Standaardisatie nieuwbouw

Op dit moment zijn er verschillende prestatie-eisen in uitvragen en aanbestedingen op verschillende locaties, wat het lastig maakt om het bouwproces te standaardiseren. Door duidelijkheid te bieden over het niveau dat vanuit de rijksoverheid en medeoverheden worden uitgevraagd, kan standaardisatie, en daarmee industrialisatie, beter tot stand komen.

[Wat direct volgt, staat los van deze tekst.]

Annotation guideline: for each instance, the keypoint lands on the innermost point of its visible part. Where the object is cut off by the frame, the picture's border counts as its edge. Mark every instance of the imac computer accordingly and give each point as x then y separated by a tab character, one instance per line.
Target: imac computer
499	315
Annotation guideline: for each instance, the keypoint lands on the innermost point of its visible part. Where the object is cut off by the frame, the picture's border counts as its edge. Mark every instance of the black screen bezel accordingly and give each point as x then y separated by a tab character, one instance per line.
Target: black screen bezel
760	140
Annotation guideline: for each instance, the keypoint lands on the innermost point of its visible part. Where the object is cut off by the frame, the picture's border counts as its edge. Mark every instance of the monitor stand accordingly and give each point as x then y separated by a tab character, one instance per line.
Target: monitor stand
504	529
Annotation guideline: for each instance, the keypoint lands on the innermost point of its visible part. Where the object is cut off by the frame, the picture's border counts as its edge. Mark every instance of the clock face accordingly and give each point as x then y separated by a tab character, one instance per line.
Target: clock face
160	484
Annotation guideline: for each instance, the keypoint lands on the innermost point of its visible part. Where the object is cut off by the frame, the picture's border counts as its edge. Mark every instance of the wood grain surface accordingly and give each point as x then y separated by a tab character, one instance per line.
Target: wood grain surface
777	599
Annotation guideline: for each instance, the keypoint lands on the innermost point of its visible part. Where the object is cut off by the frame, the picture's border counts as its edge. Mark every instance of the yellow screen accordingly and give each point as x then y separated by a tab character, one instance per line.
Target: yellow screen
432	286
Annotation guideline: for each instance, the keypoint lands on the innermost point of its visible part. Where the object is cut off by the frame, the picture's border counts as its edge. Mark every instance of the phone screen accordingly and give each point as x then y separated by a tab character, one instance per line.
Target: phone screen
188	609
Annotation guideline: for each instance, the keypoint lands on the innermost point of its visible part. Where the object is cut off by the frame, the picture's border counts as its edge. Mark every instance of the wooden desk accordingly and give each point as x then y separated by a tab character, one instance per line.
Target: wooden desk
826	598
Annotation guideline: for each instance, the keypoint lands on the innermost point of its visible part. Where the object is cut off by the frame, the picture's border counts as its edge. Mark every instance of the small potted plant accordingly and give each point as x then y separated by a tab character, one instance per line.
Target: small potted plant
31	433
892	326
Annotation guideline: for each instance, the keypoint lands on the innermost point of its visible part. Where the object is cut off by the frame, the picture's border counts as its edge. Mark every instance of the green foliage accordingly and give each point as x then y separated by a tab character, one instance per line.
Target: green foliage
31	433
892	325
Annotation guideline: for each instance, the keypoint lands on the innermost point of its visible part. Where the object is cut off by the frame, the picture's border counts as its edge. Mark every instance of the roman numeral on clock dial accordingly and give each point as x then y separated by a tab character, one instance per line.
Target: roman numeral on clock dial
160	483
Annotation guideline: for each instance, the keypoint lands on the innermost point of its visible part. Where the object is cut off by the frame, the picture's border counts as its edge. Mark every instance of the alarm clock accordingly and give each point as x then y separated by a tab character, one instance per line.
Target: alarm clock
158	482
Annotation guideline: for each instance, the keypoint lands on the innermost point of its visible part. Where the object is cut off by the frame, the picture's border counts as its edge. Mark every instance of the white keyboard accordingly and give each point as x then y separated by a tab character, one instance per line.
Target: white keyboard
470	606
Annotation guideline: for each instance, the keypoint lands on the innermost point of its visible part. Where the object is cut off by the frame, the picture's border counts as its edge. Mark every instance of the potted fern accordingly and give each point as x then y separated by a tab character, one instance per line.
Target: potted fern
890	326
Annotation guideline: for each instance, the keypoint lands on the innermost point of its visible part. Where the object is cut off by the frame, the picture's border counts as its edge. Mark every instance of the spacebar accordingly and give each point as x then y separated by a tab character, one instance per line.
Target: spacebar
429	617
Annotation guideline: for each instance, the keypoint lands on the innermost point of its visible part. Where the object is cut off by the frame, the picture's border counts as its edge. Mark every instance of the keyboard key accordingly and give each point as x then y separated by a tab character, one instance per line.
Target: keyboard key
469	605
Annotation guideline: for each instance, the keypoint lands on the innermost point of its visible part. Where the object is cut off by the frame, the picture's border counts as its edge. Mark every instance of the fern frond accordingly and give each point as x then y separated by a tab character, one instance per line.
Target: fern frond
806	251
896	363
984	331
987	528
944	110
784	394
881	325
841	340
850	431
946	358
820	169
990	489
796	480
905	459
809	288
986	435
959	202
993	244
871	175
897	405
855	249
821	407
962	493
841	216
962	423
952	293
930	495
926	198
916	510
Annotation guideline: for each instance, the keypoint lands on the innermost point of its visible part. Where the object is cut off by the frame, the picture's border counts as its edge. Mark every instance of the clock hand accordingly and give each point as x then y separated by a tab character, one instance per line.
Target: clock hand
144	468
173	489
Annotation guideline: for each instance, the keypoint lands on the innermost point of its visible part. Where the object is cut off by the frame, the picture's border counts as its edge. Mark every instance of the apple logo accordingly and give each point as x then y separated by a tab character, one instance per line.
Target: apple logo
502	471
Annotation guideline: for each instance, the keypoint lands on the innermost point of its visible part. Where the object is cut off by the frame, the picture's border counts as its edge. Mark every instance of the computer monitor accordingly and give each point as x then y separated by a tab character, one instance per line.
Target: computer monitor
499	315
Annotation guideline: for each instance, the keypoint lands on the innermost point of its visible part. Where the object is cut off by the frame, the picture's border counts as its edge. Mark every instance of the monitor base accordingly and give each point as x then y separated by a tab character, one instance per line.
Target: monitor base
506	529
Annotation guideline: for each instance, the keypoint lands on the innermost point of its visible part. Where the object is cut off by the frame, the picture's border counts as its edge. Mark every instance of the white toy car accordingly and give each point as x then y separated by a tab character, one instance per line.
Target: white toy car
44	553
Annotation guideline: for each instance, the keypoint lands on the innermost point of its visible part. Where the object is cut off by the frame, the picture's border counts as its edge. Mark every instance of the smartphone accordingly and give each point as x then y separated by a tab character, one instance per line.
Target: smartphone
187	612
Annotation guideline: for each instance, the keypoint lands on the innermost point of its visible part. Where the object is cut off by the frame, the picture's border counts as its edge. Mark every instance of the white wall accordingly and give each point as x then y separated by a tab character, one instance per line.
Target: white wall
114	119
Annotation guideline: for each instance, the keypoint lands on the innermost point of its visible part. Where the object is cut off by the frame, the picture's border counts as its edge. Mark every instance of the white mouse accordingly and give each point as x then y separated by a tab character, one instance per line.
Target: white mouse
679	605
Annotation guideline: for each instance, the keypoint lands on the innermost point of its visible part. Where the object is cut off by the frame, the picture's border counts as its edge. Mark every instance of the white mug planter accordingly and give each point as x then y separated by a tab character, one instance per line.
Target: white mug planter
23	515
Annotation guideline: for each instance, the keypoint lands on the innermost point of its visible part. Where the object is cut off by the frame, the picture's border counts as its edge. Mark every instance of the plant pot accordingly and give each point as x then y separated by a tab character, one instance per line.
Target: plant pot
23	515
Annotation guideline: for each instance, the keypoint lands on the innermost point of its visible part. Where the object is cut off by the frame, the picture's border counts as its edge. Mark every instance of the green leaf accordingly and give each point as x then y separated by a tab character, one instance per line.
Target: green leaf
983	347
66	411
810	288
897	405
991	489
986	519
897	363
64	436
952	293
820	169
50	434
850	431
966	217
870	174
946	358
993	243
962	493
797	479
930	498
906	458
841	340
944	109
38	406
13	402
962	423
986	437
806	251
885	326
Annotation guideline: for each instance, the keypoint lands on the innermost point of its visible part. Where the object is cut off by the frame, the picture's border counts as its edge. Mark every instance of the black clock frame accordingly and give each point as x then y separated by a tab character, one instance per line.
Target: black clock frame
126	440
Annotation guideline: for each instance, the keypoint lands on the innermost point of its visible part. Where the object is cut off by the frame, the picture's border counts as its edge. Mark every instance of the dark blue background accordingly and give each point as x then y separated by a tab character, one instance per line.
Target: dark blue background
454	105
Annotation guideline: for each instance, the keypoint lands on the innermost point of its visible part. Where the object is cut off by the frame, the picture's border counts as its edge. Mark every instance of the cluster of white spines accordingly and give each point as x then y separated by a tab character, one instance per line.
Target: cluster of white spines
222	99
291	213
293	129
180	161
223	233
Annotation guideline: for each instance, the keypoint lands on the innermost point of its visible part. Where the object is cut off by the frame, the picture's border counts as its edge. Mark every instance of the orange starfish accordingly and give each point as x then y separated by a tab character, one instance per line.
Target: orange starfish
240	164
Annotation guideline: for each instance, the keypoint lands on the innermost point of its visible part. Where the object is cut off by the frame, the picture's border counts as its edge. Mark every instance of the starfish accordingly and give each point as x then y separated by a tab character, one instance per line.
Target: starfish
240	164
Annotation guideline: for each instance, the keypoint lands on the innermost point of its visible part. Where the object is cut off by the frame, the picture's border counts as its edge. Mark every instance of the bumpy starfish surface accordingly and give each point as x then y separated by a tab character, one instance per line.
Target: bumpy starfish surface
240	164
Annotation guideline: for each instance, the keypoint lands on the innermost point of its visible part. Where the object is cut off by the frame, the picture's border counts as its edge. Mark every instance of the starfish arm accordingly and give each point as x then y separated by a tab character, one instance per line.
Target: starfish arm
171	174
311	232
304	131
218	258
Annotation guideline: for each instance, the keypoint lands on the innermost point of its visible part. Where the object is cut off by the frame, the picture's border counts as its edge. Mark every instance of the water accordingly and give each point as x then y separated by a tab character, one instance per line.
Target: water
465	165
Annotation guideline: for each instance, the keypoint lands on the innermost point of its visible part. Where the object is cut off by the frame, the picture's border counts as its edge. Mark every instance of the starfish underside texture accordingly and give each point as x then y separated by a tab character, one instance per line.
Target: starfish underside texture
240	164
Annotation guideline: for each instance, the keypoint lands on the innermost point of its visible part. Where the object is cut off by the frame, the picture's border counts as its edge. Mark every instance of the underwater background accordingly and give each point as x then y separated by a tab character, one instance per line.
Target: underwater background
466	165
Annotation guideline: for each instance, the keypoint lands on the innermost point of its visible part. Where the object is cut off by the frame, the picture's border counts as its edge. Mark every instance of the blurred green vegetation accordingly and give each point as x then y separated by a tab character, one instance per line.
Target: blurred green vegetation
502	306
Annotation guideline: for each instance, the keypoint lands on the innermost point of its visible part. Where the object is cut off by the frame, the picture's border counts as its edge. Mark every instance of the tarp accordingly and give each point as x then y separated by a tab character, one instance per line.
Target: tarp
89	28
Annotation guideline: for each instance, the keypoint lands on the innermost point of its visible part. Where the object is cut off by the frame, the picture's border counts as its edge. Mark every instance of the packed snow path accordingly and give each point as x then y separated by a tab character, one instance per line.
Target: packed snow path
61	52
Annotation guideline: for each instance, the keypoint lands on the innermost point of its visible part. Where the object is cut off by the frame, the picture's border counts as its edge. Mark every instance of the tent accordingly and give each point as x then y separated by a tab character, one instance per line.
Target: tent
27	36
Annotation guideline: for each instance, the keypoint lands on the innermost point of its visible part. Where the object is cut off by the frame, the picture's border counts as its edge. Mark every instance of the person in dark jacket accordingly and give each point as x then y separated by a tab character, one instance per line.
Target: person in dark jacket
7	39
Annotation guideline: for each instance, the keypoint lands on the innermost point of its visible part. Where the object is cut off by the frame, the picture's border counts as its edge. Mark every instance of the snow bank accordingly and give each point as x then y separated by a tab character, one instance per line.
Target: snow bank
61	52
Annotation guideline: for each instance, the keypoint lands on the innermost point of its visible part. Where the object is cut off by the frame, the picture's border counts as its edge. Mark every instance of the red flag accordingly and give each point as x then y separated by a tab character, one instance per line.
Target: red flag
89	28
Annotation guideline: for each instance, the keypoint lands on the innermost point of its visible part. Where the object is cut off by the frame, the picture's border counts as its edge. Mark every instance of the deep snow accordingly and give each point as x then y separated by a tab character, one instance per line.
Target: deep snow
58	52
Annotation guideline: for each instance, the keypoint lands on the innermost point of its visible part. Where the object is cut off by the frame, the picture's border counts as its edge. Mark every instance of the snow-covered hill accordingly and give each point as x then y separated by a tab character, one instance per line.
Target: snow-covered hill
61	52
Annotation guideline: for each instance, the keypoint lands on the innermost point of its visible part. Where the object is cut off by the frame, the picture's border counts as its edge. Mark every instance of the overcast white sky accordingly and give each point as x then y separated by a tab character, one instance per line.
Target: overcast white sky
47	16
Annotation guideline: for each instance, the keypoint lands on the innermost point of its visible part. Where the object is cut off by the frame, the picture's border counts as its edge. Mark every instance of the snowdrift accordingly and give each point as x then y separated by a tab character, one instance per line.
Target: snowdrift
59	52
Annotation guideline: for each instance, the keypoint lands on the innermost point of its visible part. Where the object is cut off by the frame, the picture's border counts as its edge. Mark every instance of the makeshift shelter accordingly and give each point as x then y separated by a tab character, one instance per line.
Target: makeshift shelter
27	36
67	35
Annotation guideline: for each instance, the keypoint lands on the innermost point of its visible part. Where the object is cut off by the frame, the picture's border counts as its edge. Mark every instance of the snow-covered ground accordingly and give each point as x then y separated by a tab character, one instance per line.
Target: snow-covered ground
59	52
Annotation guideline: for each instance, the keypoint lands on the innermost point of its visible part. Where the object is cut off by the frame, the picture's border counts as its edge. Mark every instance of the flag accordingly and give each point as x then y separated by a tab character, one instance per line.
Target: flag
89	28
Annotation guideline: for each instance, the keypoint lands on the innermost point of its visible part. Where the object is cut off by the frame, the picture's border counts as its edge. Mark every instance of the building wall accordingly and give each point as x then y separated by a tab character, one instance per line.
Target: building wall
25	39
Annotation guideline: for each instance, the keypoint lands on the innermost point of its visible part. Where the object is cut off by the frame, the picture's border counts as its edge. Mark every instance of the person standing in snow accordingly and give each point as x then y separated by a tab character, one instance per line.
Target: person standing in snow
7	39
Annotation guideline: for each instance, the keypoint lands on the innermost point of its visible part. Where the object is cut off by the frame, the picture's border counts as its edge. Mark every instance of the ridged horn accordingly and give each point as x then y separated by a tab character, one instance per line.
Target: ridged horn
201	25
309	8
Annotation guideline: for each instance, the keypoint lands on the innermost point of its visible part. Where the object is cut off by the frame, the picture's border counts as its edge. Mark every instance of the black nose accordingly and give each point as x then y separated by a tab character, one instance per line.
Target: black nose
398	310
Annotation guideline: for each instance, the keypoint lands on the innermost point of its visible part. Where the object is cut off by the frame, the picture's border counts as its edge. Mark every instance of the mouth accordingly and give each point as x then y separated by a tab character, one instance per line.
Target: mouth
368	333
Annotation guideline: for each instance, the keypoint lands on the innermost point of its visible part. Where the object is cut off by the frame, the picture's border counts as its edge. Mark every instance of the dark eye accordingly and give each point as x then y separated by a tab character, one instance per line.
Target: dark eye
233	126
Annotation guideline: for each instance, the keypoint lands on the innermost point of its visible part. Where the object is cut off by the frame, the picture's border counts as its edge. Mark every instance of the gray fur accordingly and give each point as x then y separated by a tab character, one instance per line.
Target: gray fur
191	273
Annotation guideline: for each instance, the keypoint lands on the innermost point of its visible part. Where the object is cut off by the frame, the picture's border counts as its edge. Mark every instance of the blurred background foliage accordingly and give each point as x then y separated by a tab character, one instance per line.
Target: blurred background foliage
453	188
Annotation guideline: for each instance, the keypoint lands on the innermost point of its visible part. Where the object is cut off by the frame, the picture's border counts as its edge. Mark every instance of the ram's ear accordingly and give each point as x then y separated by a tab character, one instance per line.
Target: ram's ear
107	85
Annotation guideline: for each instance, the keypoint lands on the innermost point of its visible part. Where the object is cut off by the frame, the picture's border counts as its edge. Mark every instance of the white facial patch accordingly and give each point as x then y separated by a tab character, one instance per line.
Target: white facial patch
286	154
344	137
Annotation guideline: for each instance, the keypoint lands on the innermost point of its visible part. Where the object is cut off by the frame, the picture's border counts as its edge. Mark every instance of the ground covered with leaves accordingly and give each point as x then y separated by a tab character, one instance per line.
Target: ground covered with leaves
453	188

Ik verken op dit moment in welke vorm hierover afspraken gemaakt kunnen worden, bijvoorbeeld in een convenant. Doel is om, naast het periodiek aanscherpen van de wettelijke bouwvoorschriften (Bbl), samen een landelijke innovatiestandaard af te spreken, voor die partijen die de periodieke aanscherpingen van het Bbl op het terrein van duurzaamheid niet snel en ver genoeg vinden gaan. Marktpartijen kunnen zich op zo’n landelijke innovatiestandaard richten en inschrijven op eventuele tenders, waarin de innovatiestandaard in de uitvraag is verwerkt. Tegelijkertijd kan de innovatiestandaard worden gebruikt als springplank naar een nieuwe ronde van aanscherping in de wettelijke bouwvoorschriften. Het streven is om rond de zomer met de betrokken koepels richting te kiezen en hier in de tweede helft van 2023 concrete afspraken over te maken.

Standaardisatie renovatie

Voor de huur-, VVE- en koopsector zijn samen met de brancheorganisaties de isolatiestandaard en streefwaarden voor bouwdeelaanpakken ontwikkeld. Uiterlijk 2050 zouden alle woningen de warmtevraag gereduceerd moeten hebben naar minimaal het niveau van de isolatiestandaard. Met de huursector zijn, in het licht van de afschaffing van de verhuurdersheffing vorig jaar, prestatieafspraken gemaakt. Daarin speelt ook de isolatiestandaard een belangrijke rol. In dit kader onderneem ik samen met de huursector een aantal acties om de toepassing hiervan te ondersteunen. Zo zal ik in september de vernieuwde regelgeving rondom de Energie Prestatie Vergoeding (EPV 2.0) publiceren. Deze EPV 2.0 is in samenwerking met Aedes, de Woonbond en Stroomversnelling vormgegeven en verbetert substantieel de economische haalbaarheid om woningen naar de isolatiestandaard te brengen. Verder heeft het kabinet in de voorjaarsbesluitvorming afgesproken dat in 2029 alle EFG labels uitgefaseerd moeten zijn. Vanaf dat moment (2029) moet ook bij elke renovatie minimaal de isolatiestandaard bereikt worden. Deze maatregel zal ik eveneens samen met de huursector verder uitwerken.

Standaardisatie optoppen

Ook de opschaling van het optoppen van woningen is gebaat bij standaardisatie. Gestandaardiseerde optop-producten en -processen zijn nodig om verdere opschaling mogelijk te maken. Deze standaarden zullen vragende partijen zoals corporaties helpen om grootschalige renovatie- en woningbouwprogramma’s met optoppen uit te breiden. En de standaarden kunnen voorts in de verdere uitwerking van de woon- en renovatiedeals worden toegepast. Om deze standaarden te ontwikkelen zal ik een aantal veelbelovende initiatieven bij elkaar brengen. Hierbij zal ik andere marktpartijen, overheden en corporaties betrekken en uiterlijk Q4 2023 een programmatische aanpak uitwerken. De focus zal hierbij in eerste instantie liggen op corporatiewoningen, omdat daar het grootste potentieel ligt. In het vervolg kunnen de ontwikkelde standaarden ook benut worden voor particulieren woningen en panden zonder woonfunctie.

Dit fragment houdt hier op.